Formaron juntos un tándem perfecto: uno con su arte, y otro con su ingenio; uno demasiado alto y otro demasiado bajo; uno serio y callado, y el otro extravertido y parlanchín.

Fue ese mismo Jojó Salvador el que, a la hora de conocer a Nadia, pronosticó: «Te casarás con ella. Te conozco y lo harás...», y el primero en enviarle un telegrama el día de la boda.

Si estuviera allí, ya habría ingeniado cien formas, absurdas o factibles, de encontrar a Nadia; ya habría puesto en movimiento a tres presidentes y cinco ejércitos; ya tendría patas arriba a media África y a toda Europa, aprovechando, además, para ganar una fortuna con el relato del rapto, persecución y rescate de una esclava africana.

Verdaderamente, en ciertos aspectos David envidiaba a Jojó Salvador, aunque no hubiera deseado ser como él, y ahora, más que nunca, necesitaba de sus cualidades, de su sentido de lo práctico, de su capacidad organizadora.
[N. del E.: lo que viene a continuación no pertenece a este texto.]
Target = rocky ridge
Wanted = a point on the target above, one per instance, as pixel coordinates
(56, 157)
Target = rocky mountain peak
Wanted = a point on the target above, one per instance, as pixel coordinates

Jojó ya habría hecho amistad con una veintena de los mercenarios que vagaban por las calles de Fort-Lamy o que bebían cerveza tras cerveza en la terraza del «Chari» y el «Chadienne», y con su cháchara y su entusiasmo contagioso los habría convencido para que los acompañaran a la aventura de recuperar de manos de los cazadores de esclavos a una dama en peligro.

Esos, y los borrachos, los chulos, los cargadores de muelle, los campesinos peruanos, los pescadores noruegos, o los coolíes chinos, eran su gente, con los que se sentía a gusto y ellos con él; sus amigos de siempre y del instante, a los que se metía en el bolsillo con su risa espontánea y sus diez idiomas chapurreados.